Accelerated kernel library for genomics
MIT License
103 stars 41 forks source link

Potential memory leak observed in unusual HaplotypeCaller behavior #171

Open jamesemery opened 2 years ago

jamesemery commented 2 years ago

This is an expansion of the issue reported here: https://github.com/broadinstitute/gatk/issues/7693.

In summary we observed that when running the standard GATK warp inputs on some of our gold standard test data (which allocates 8000MB machines and allocates ~6974MB of that to java -Xmx) we start getting no-error message machine failures when the job runs for ~6-7 hours. The failures all follow the pattern of abrupt terminations of java without any sort of error message and seem to occur on the same 6ish shards. Given that there is no typical java error (and the results of one of our tests) we suspect its a memory failure occurring outside of java which doesn't definitively point to the GKL but its suspect. We discovered this when we were experimenting with sharing the HaplotypeCaller to 10 shards rather than the default 50 that we typically run it with. That is to say that running the same sample that succeeds when sharded 50 ways (where each shard takes ~2 hours) over the same data nothing fails but when we increase the runtime and genomic space for GATK by 5x we get persistent and repeatable memory failures on over half the shards.

Some experiments we have tried to track this down and their results: -Doubling the machine memory clears up the problem. This corresponds to allocating ~15GB to java xmx which it may or may not actually attempt to use over a Haplotype Caller run. -Doubling the non-java memory also evidently clears up this crash (i.e. allocating ~5974MB to java -Xmx and leaving 2gb unallocated). This this more or less rules out java memory issues. -We have tested across gatk 4.2.2.0 and 4.2.0.0 and the crashes affect both versions (for context we updated to GKL 0.8.8 in 4.2.1.0).
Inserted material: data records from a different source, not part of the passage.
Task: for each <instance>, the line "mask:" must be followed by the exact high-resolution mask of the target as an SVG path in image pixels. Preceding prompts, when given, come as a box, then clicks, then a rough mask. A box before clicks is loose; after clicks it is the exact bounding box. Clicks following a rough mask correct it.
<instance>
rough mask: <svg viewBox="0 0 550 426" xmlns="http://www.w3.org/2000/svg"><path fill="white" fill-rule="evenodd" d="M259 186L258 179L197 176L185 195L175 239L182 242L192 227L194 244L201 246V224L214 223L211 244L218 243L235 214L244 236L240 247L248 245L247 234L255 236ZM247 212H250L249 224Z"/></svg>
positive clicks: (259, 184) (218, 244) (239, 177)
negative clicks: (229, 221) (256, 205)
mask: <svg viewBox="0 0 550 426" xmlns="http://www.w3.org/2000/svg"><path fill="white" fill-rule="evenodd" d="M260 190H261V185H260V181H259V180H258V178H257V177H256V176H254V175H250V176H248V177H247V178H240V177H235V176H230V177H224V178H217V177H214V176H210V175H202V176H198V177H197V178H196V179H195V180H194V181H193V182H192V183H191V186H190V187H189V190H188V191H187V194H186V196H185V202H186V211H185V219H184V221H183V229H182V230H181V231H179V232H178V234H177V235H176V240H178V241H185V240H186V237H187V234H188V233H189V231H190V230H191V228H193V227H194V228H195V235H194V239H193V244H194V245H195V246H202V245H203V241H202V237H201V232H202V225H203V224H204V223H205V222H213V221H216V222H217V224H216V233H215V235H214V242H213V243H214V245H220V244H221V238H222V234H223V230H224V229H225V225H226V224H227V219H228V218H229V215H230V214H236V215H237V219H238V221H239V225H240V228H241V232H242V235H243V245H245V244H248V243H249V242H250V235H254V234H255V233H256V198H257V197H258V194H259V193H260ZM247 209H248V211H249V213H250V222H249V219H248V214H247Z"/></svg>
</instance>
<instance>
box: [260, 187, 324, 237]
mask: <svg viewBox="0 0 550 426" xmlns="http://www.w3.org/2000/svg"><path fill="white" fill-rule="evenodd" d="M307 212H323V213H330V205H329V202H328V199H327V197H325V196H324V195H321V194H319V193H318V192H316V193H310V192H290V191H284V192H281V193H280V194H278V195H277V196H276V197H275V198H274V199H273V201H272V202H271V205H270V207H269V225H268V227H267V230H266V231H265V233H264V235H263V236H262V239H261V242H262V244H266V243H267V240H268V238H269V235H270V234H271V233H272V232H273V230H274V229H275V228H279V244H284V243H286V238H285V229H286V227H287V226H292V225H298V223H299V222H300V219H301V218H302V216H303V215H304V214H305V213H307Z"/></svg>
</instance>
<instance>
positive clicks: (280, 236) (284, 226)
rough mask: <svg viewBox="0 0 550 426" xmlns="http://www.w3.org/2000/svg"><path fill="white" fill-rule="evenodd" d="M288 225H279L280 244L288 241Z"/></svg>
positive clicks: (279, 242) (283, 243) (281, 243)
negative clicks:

I am running with the standard WARP wdls on some standard data and I can share the exact tasks that are being run if need be. If there are any suggestions for techniques for tracking down if it really is the GKL (which we know often does take a significant amount of memory) or what else might be causing problems. We do expect the memory usage across sites to be spiky in gatk in general but its unexpected behavior that running over the same sites after running for 6 hours before should make a significant difference to the used memory.

droazen commented 2 years ago

We are going to do some more testing on our end to narrow down the list of possible culprits -- in particular, we'll do a run with the GKL PairHMM turned off and see if that passes.